How are enterprises integrating AI into their business operations?
We’ve observed that enterprise IT leaders today are approaching AI with a more balanced outlook –
they hold a bit of caution rather than just excitement for AI. Their focus is not on adopting every new tool but finding solutions that genuinely drive business outcomes. There’s no rush – and rightly so. Whether in India, the United States, or other regions, our clients are looking to solve real-world problems, and the onus is on us as technology providers to use AI meaningfully to address those needs.
Today, AI is moving towards stimulating innovation in areas like real-time analytics, personalised customer experiences, and advanced anomaly detection.

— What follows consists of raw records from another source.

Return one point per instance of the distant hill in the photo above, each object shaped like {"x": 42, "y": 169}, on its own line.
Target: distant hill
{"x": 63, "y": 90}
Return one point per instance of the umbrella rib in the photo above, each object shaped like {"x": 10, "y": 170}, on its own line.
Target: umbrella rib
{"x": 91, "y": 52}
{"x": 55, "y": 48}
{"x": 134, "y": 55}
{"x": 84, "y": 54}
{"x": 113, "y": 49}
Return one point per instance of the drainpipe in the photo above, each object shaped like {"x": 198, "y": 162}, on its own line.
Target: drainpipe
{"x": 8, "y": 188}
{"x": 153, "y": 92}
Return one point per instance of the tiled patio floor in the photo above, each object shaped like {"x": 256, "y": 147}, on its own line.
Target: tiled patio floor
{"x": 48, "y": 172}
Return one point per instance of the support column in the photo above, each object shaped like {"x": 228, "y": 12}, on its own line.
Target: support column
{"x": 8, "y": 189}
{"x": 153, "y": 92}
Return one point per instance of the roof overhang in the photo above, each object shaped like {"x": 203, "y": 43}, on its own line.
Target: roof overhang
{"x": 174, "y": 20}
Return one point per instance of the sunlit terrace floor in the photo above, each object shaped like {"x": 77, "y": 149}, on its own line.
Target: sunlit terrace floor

However, to adopt AI at scale, businesses must surmount data quality issues, workforce skill gaps, and organisational silos. A strategic approach – emphasising reliable data governance, training initiatives, and a transparent AI life cycle – can mitigate these challenges.
We are also seeing increasing interest in AI agents, i.e., ‘intelligent and autonomous’ workflow. Our deep experience in building business applications puts us in a strong position to develop our own agentic capabilities – AI agents that can work autonomously across systems.
Most importantly, the AI conversation is evolving. It’s no longer just about what the technology can do but also how it performs – responsibly, ethically, and with governance in place.
But why do firms struggle to scale AI projects beyond initial pilots?
One of the most common challenges we see is that enterprises treat AI projects as isolated experiments rather than integrated extensions of their core operations. Pilots often succeed in controlled settings but fail to scale because they’re not rooted in the day-to-day business context or tied to clear operational goals.
To scale AI meaningfully, I would recommend three key practices. First, ground AI initiatives in real business needs. Start with well-defined problems and look for ways AI can improve outcomes or efficiency. When AI is tied to measurable impact, stakeholder buy-in becomes easier.
Second, build on existing systems and data. Many enterprises already have mature IT infrastructures. The most successful AI implementations we’ve seen are those that layer intelligence onto these systems rather than replacing them.
Third, AI isn’t a one-time deployment. You need clear policies around data quality, security, explainability, and monitoring. Especially in IT management, where AI-driven actions could impact critical infrastructure, having the right checks and balances is essential.
How do you see AI agents and human workers collaborating in enterprise settings?
We see human-AI collaboration evolving into a symbiotic model – one where AI agents take over routine, repetitive tasks that can be automated, allowing employees to focus on the strategic, creative, and interpersonal aspects of their roles. This isn’t about replacement; it’s about augmentation. The goal is to empower people, not displace them.